British export prices aided by sharp falls in oil and sterling

Britain's Beleaguered businesses have been handed a reprieve by the sharp falls in oil prices and the pound that have cut their costs and allowed them to raise their export prices, it emerged yesterday.

Britain's Beleaguered businesses have been handed a reprieve by the sharp falls in oil prices and the pound that have cut their costs and allowed them to raise their export prices, it emerged yesterday.

An 18 per cent slump in crude prices in April helped cut factories' raw materials costs by almost 3 per cent last month, according to the Office for National Statistics. But the prices charged by UK manufacturers fell just 0.1 per cent, indicating that companies banked the difference in higher profit margins.

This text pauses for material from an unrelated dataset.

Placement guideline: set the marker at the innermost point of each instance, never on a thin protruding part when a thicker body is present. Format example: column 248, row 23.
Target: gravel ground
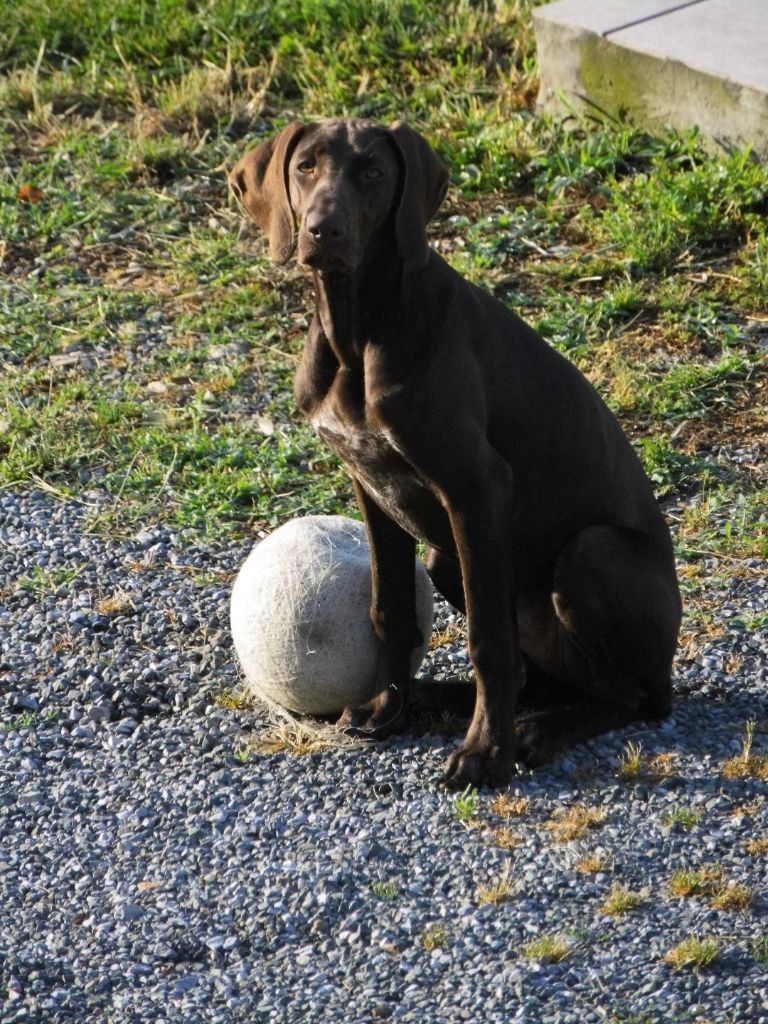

Separate figures from the ONS showed that exporters' prices rose 1.5 per cent in March to their highest level since March 1997.

The recent fall in the pound against the euro meant even exporters who kept euro prices unchanged would receive more in sterling terms. This helped to boost exports to the eurozone by 3.5 per cent, which in turn narrowed Britain's deficit with the European Union to £893m in March from £1.1bn in February.

Analysts suggested the 7 per cent fall in the trade-weighted index of sterling could translate into a 3.5 per cent rise in export prices. "The extent to which this is sustainable over the coming months will depend more on global demand than currency movements," Geoffrey Dicks at Royal Bank of Scotland said. The flip-side is that sterling's fall should, in theory, raise the cost of imported raw materials. However, the producer price inflation data showed prices of most imported goods fell in April.

The figures will come as a relief to the Bank of England which had been concerned by the sharp rise in oil prices in the months preceding the Iraq war and the recent fall in the pound.